The dichotomy/trade off highlighted above – tactical decentralization which fosters smaller projects with a higher chance of success versus centralized integration which is – yes – more desirable but at a higher risk if the large, company wide effort fails to deliver the expected results, is nothing new in the history of IT.

I remember working in Wall Street twenty years ago, implementing Data Warehousing solutions for the major merchant banks headquartered in New York. Back then there were two approaches for Data Warehousing implementations:

  1. The Kimball Approach
  2. The Inmon Approach

The Kimball approach is similar to Data Mesh. Ralph Kimball advised his customers to focus on dimensional modeling, emphasizing both star and snowflake schemas. He encouraged to build Data Marts first – Data Marts being smaller subsets of data warehouses tailored to specific business areas. He also favored an iterative and incremental development – Data Marts could eventually evolve into full blown Data Warehouses.
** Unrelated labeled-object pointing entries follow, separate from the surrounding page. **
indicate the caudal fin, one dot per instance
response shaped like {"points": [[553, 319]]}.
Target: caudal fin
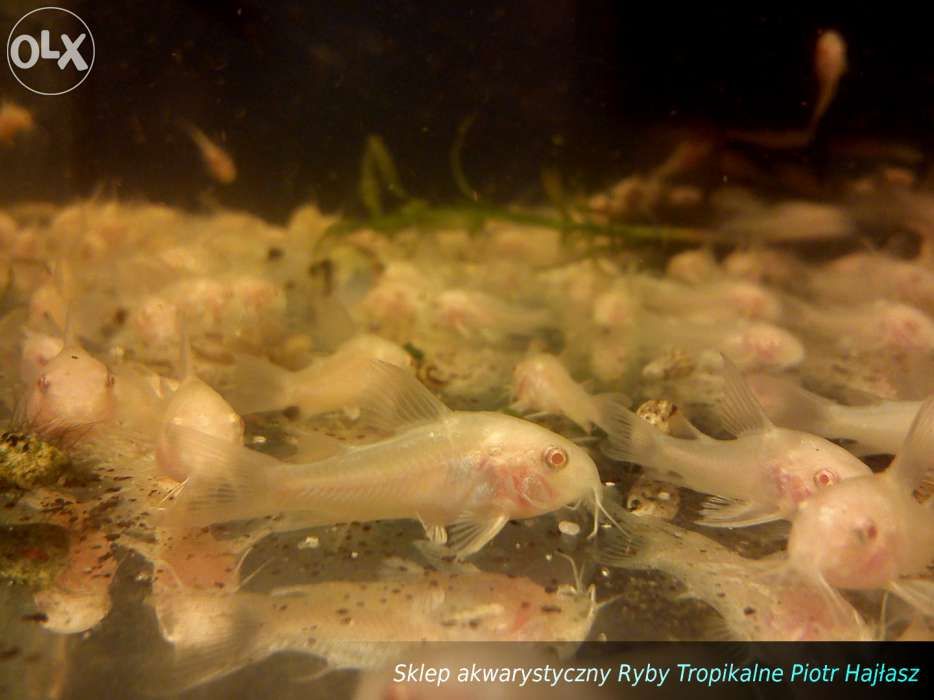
{"points": [[227, 482], [629, 438]]}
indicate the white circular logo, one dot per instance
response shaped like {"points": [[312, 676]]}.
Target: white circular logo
{"points": [[50, 51]]}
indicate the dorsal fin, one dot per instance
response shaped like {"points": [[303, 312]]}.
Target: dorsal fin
{"points": [[395, 399], [739, 410], [186, 368], [913, 467]]}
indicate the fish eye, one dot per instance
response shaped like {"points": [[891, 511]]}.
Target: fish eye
{"points": [[866, 532], [555, 457]]}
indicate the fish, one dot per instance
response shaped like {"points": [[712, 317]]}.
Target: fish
{"points": [[878, 428], [73, 392], [829, 66], [333, 383], [469, 472], [14, 120], [708, 301], [762, 475], [474, 313], [193, 405], [754, 604], [541, 383], [880, 325], [218, 162], [362, 624], [871, 532]]}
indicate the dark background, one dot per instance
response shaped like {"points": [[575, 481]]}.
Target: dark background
{"points": [[293, 88]]}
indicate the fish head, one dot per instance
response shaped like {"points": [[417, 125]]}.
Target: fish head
{"points": [[536, 471], [812, 466], [848, 535], [196, 406], [73, 390], [763, 346]]}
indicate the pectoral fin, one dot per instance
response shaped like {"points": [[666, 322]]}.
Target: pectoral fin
{"points": [[740, 411], [717, 511], [919, 593], [470, 533], [913, 467]]}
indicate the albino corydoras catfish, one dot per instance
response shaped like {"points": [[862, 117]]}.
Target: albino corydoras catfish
{"points": [[762, 475], [878, 428], [472, 471], [362, 624], [872, 532], [755, 605]]}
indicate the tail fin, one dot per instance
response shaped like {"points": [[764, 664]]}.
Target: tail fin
{"points": [[258, 385], [629, 438], [228, 482], [789, 405], [226, 641]]}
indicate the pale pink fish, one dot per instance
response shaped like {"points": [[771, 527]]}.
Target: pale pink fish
{"points": [[14, 120], [333, 383], [878, 428], [196, 406], [540, 383], [755, 604], [695, 266], [872, 276], [878, 325], [361, 624], [37, 351], [79, 597], [750, 345], [478, 313], [710, 301], [829, 67], [73, 392], [216, 160], [469, 471], [762, 475], [871, 532]]}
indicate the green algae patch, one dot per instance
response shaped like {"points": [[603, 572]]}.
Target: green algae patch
{"points": [[27, 462], [32, 555]]}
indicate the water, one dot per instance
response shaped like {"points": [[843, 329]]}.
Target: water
{"points": [[534, 190]]}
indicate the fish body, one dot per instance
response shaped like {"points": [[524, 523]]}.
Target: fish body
{"points": [[878, 428], [362, 624], [73, 391], [541, 383], [472, 471], [754, 605], [871, 532], [197, 406], [471, 312], [764, 474], [216, 160], [334, 383]]}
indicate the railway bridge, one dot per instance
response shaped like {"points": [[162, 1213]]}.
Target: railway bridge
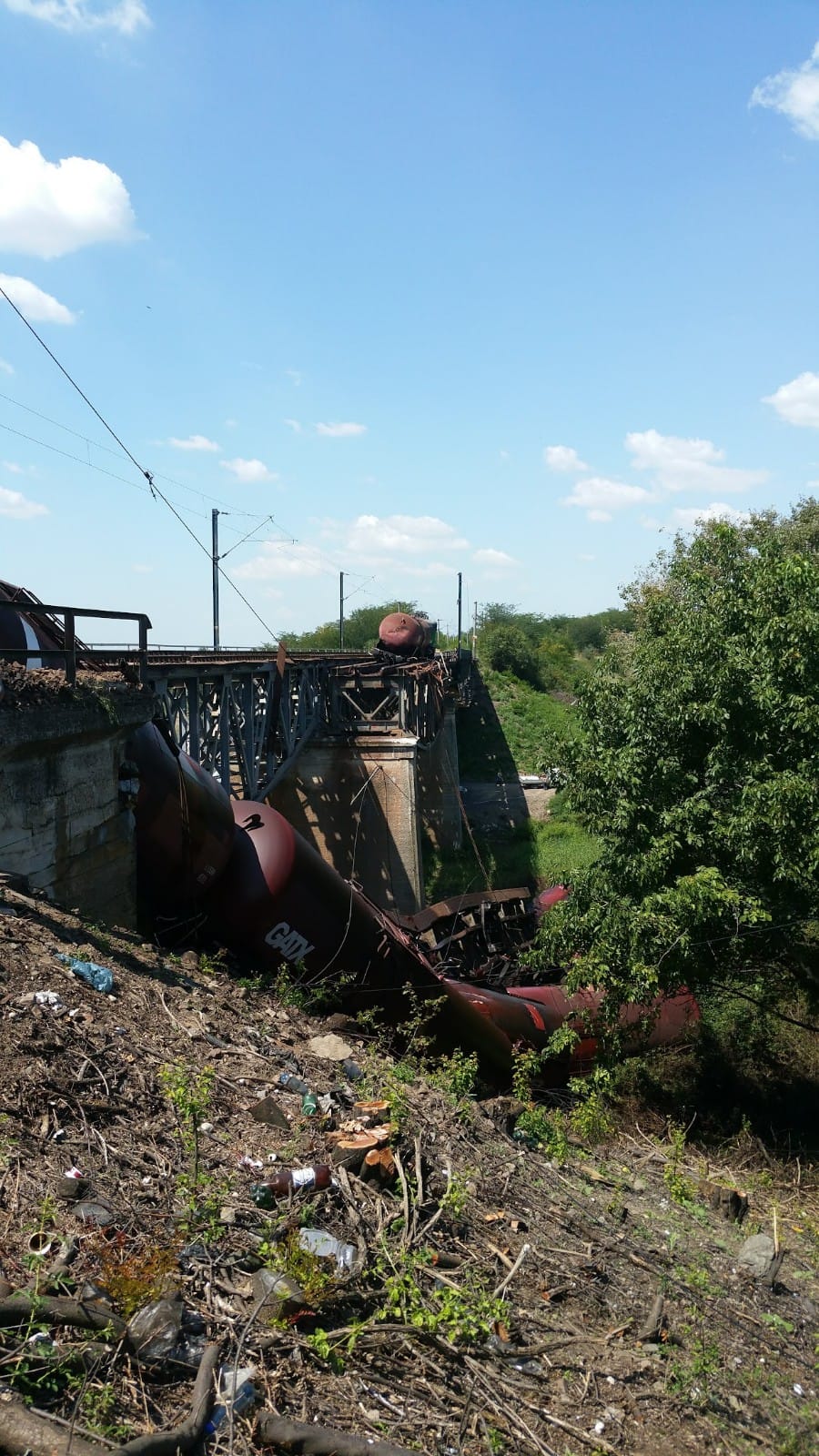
{"points": [[356, 749]]}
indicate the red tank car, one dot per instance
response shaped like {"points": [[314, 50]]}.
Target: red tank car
{"points": [[281, 903], [405, 635], [184, 822]]}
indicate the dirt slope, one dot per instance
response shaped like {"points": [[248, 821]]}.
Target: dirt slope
{"points": [[496, 1296]]}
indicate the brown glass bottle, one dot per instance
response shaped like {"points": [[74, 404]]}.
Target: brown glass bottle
{"points": [[290, 1179]]}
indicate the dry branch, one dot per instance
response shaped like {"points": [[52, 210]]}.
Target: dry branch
{"points": [[186, 1436], [56, 1309], [22, 1431], [321, 1441]]}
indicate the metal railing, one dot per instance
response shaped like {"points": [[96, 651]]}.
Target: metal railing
{"points": [[70, 652]]}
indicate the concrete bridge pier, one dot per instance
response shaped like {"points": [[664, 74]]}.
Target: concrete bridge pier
{"points": [[358, 801], [438, 779]]}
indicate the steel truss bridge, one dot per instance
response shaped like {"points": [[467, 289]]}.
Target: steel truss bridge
{"points": [[247, 715], [247, 718]]}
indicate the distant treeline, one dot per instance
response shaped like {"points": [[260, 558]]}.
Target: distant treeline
{"points": [[548, 652]]}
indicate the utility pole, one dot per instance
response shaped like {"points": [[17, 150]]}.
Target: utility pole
{"points": [[215, 560], [460, 601]]}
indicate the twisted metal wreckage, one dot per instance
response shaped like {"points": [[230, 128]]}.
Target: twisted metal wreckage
{"points": [[238, 868], [239, 871]]}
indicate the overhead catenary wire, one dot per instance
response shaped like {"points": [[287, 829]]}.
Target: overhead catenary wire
{"points": [[147, 475]]}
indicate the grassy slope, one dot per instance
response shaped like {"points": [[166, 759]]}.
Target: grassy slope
{"points": [[523, 718], [511, 728]]}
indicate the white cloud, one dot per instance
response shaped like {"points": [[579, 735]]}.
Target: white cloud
{"points": [[372, 538], [688, 517], [799, 400], [687, 465], [281, 560], [794, 94], [194, 443], [249, 472], [19, 509], [48, 208], [341, 431], [496, 560], [34, 303], [599, 497], [562, 459], [126, 16]]}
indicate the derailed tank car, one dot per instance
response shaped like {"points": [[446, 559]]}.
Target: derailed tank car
{"points": [[405, 635]]}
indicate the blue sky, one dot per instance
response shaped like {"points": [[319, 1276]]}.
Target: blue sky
{"points": [[516, 288]]}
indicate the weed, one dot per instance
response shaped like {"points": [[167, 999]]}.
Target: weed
{"points": [[460, 1314], [537, 1126], [591, 1117], [700, 1280], [131, 1274], [96, 1410], [783, 1327], [680, 1187], [310, 1273], [457, 1198], [189, 1094]]}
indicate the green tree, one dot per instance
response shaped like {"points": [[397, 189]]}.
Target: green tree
{"points": [[697, 769], [508, 650]]}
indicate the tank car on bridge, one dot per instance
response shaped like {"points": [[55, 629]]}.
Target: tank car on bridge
{"points": [[405, 635]]}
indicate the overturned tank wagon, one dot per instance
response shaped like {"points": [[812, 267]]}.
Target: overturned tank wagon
{"points": [[405, 635], [244, 871]]}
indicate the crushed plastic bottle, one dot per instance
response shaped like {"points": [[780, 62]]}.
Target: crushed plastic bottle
{"points": [[293, 1084], [288, 1181], [155, 1330], [237, 1395], [96, 976], [325, 1247]]}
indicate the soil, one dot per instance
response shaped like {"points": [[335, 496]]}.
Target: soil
{"points": [[410, 1346], [29, 688]]}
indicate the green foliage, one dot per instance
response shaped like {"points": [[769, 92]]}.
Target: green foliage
{"points": [[537, 1126], [695, 768], [680, 1187], [540, 852], [460, 1315], [508, 650], [591, 1117]]}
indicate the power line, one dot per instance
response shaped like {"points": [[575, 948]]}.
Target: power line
{"points": [[153, 488], [215, 500]]}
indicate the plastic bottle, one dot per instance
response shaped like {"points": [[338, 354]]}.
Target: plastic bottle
{"points": [[155, 1330], [288, 1179], [96, 976], [324, 1245], [293, 1084], [238, 1394]]}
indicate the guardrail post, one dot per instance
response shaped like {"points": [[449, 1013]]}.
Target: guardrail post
{"points": [[70, 648]]}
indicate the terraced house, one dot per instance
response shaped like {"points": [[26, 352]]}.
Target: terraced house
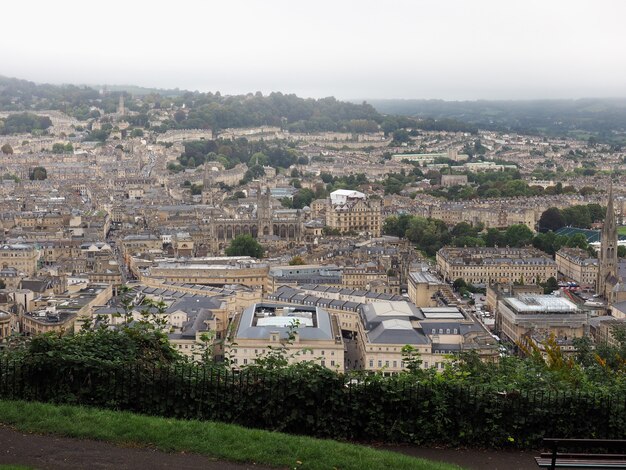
{"points": [[486, 265]]}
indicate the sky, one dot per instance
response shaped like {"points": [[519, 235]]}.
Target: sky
{"points": [[423, 49]]}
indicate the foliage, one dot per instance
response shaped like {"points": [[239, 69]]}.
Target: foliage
{"points": [[233, 152], [24, 122], [551, 219], [38, 173], [249, 446], [297, 261], [62, 148], [244, 245], [581, 216]]}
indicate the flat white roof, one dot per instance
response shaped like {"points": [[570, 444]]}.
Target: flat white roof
{"points": [[284, 321], [541, 303]]}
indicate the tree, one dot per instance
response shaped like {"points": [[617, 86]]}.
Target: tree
{"points": [[551, 219], [550, 285], [38, 173], [58, 148], [296, 261], [245, 245], [518, 235], [459, 284]]}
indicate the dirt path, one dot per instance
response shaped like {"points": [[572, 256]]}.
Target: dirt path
{"points": [[60, 453], [473, 458], [53, 452]]}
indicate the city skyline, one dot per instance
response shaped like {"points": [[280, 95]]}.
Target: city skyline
{"points": [[414, 50]]}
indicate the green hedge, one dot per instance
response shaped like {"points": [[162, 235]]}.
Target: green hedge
{"points": [[314, 401]]}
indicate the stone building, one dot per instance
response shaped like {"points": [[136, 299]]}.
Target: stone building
{"points": [[485, 265], [22, 257], [608, 281], [540, 316], [577, 265], [354, 214], [305, 333]]}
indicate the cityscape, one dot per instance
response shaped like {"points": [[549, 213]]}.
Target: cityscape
{"points": [[445, 275]]}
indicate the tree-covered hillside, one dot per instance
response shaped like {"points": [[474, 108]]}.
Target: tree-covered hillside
{"points": [[604, 119]]}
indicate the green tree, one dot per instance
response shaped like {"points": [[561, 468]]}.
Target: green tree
{"points": [[244, 245], [550, 285], [58, 148], [38, 173], [518, 235], [551, 219], [296, 261]]}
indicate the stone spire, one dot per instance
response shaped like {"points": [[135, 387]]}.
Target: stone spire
{"points": [[607, 259]]}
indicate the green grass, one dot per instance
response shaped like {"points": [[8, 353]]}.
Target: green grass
{"points": [[216, 440]]}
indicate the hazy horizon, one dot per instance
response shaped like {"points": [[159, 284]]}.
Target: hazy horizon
{"points": [[451, 49]]}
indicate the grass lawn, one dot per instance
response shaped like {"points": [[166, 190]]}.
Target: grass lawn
{"points": [[217, 440]]}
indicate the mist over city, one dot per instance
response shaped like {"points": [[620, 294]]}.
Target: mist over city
{"points": [[349, 235]]}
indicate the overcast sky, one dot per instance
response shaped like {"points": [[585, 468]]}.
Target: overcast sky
{"points": [[448, 49]]}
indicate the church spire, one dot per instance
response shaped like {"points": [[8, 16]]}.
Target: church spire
{"points": [[607, 259]]}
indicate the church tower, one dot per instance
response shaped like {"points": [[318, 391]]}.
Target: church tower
{"points": [[120, 107], [207, 185], [263, 210], [607, 259]]}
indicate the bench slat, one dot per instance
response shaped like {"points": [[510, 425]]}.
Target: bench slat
{"points": [[580, 463], [569, 455]]}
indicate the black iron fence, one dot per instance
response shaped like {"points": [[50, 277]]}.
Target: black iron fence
{"points": [[322, 403]]}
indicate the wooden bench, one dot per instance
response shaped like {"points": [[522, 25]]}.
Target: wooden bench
{"points": [[565, 453]]}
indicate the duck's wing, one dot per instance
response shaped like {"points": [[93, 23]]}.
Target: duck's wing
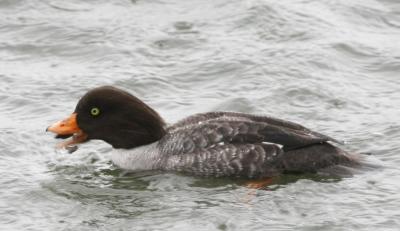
{"points": [[196, 136], [203, 118], [240, 160]]}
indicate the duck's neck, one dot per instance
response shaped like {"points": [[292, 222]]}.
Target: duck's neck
{"points": [[145, 157]]}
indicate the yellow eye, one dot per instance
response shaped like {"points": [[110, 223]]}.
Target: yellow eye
{"points": [[95, 111]]}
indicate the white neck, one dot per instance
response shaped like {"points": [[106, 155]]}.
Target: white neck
{"points": [[146, 157]]}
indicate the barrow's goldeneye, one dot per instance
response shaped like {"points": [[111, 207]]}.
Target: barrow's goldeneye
{"points": [[213, 144]]}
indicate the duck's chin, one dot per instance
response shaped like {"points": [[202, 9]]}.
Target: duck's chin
{"points": [[77, 138]]}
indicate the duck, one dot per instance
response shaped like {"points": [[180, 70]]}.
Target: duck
{"points": [[211, 144]]}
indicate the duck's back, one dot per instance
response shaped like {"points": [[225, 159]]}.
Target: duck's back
{"points": [[238, 144]]}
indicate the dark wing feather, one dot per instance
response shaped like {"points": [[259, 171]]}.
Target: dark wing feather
{"points": [[249, 160], [213, 132], [236, 116]]}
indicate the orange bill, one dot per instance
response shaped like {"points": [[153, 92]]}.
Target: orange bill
{"points": [[68, 126]]}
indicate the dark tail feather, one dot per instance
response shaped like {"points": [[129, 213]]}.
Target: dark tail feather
{"points": [[316, 157]]}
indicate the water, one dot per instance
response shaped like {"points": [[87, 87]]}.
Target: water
{"points": [[330, 65]]}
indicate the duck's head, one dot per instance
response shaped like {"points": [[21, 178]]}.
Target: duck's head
{"points": [[113, 115]]}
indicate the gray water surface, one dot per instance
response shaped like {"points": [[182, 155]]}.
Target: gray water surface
{"points": [[332, 65]]}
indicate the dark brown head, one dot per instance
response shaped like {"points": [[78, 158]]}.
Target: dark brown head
{"points": [[113, 115]]}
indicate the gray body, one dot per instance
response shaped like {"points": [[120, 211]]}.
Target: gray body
{"points": [[219, 144]]}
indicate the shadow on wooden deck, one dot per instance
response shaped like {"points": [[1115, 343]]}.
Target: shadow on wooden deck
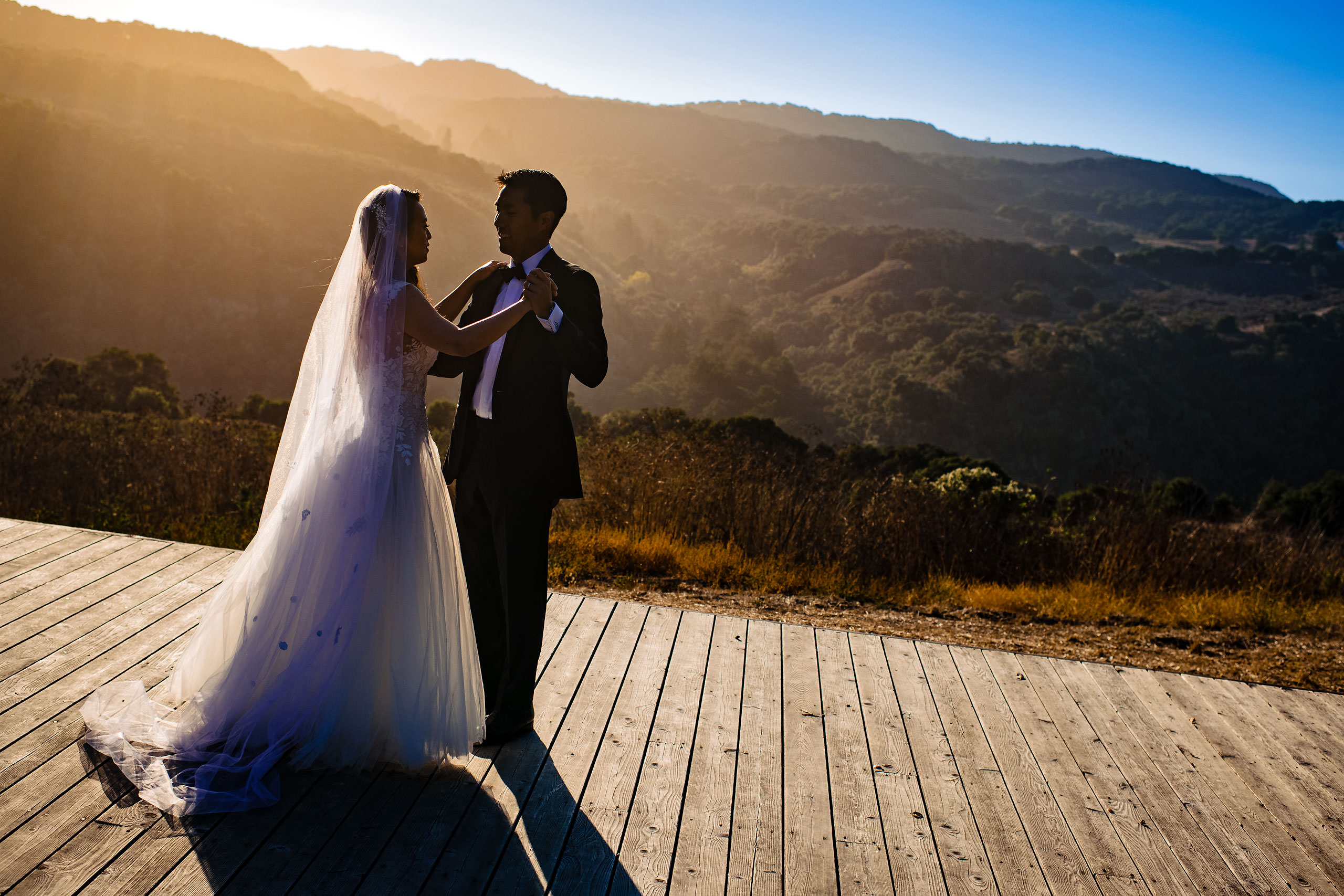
{"points": [[680, 753]]}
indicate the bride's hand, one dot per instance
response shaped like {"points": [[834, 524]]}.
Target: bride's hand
{"points": [[486, 270]]}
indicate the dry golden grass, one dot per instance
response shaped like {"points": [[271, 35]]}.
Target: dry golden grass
{"points": [[629, 559]]}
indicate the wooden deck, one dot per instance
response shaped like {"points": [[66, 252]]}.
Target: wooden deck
{"points": [[686, 753]]}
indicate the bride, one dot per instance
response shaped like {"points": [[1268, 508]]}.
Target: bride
{"points": [[343, 636]]}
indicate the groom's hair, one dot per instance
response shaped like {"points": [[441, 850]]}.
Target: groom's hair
{"points": [[541, 188]]}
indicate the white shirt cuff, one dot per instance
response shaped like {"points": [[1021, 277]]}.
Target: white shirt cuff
{"points": [[553, 323]]}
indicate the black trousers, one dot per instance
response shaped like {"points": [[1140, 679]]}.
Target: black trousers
{"points": [[505, 529]]}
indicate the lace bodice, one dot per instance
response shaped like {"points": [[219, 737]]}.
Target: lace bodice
{"points": [[412, 424]]}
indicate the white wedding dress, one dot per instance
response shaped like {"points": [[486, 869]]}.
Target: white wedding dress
{"points": [[343, 636]]}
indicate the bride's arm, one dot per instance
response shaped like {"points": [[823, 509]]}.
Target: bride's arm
{"points": [[429, 327], [456, 301]]}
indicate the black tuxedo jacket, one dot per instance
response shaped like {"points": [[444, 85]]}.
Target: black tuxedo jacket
{"points": [[530, 405]]}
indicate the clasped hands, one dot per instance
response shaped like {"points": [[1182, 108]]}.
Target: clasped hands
{"points": [[539, 291], [538, 288]]}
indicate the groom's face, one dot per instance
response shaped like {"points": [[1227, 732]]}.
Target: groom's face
{"points": [[521, 234], [417, 237]]}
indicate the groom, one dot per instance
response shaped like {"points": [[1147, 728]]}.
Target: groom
{"points": [[512, 450]]}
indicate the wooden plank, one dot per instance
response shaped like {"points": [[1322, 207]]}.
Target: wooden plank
{"points": [[1316, 832], [45, 556], [34, 613], [1189, 841], [20, 531], [1144, 846], [45, 742], [1086, 816], [810, 848], [68, 570], [296, 842], [420, 837], [756, 849], [487, 825], [77, 583], [1121, 886], [701, 861], [1015, 866], [56, 635], [118, 824], [956, 832], [237, 837], [646, 852], [560, 613], [47, 781], [1316, 774], [1240, 852], [1319, 716], [409, 856], [1258, 818], [860, 846], [118, 653], [911, 856], [62, 847], [194, 578], [347, 855], [531, 853], [1054, 844], [589, 856], [34, 542], [26, 848]]}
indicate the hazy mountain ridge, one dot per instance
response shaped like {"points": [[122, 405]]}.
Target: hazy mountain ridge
{"points": [[745, 269], [156, 47], [901, 135]]}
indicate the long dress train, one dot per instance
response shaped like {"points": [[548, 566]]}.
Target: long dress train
{"points": [[343, 636]]}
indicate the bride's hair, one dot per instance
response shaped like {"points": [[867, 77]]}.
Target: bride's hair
{"points": [[369, 227]]}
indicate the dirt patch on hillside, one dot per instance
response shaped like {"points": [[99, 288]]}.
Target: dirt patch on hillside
{"points": [[1296, 660]]}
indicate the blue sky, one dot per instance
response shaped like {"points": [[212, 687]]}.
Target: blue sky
{"points": [[1229, 88]]}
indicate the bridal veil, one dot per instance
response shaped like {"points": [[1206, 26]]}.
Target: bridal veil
{"points": [[256, 679]]}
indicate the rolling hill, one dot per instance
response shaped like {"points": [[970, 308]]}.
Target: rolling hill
{"points": [[857, 280]]}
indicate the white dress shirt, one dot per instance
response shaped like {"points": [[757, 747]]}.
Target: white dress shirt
{"points": [[483, 400]]}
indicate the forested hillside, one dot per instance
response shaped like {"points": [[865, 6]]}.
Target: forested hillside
{"points": [[1076, 320], [191, 213]]}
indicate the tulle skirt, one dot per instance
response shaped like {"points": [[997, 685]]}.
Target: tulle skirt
{"points": [[398, 681]]}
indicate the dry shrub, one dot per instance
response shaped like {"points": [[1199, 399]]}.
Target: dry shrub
{"points": [[743, 508]]}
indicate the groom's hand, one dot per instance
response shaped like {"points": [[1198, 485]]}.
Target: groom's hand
{"points": [[539, 291]]}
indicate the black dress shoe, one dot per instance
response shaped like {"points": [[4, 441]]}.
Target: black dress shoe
{"points": [[499, 731]]}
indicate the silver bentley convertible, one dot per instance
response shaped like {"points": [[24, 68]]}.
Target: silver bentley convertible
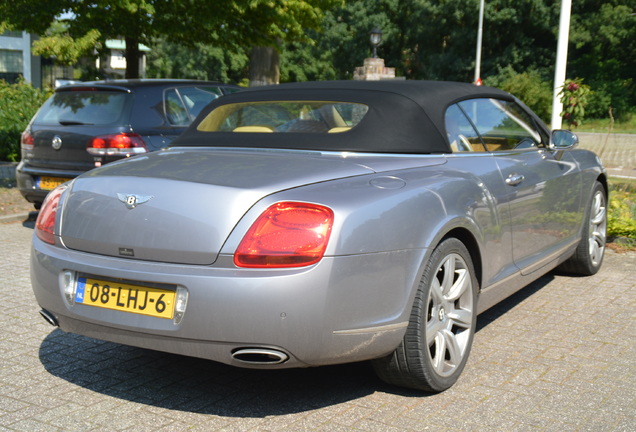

The Inmon approach is similar to Data Fabric. Bill Inmon advised his customers to build a centralized Enterprise Data Warehouse (EDW) as the “single version of the truth.” He advocated a normalized data model to reduce redundancy and improve consistency. Inmon’s approach focuses on integrating data from various sources before presenting it to users. Followers of this approach would put a strong emphasis on data quality and consistency at the source level.

Apart from “ideological purity,” who won the debate, if we consider the many Data Warehousing implementations of the last twenty years?

Success stories and case studies exist for both methodologies, showcasing instances where each approach has been effective in meeting the organization’s goals and requirements. The choice between Inmon and Kimball often depended on factors such as the organization’s data complexity, reporting needs, existing infrastructure, and the skill set of the team.

It’s important to note that over time, hybrid approaches and adaptations that borrow elements from both Inmon and Kimball methodologies have become more common, reflecting the evolving nature of data warehousing practices. Organizations customized their approach based on their unique circumstances and requirements. Most organizations ended up adopting hybrid approaches, tailoring both methodologies on their specific needs.

Drawing a parallel between Data Warehousing and Data Mesh/Data Fabric, and considering the Data Warehousing experience of the last twenty years, I feel that I can make a bold prediction: the same will occur to the current debate.

Organizations will adopt hybrid solutions. I can foresee scenarios where an organization striving to adopt a Data Fabric solution will have to settle for less-than-ideal outcomes, where the initial centralized and homogeneous data architecture will have to coexist with more tactical initiatives initiated by those departments which could not wait for the the company-wide data architecture “nirvana” to be completed.

And I can also foresee scenarios where tactical and compartmentalized initiatives will have to be merged into a “bigger picture” architecture further down the track, to avoid the impedance mismatch of similar, but not identical, data residing in different company “silos.”

Conclusion:

In the end, the two approaches will coexist and will contribute in equal manner to the success of companies in their journeys dealing with Data/Big Data and Analytics.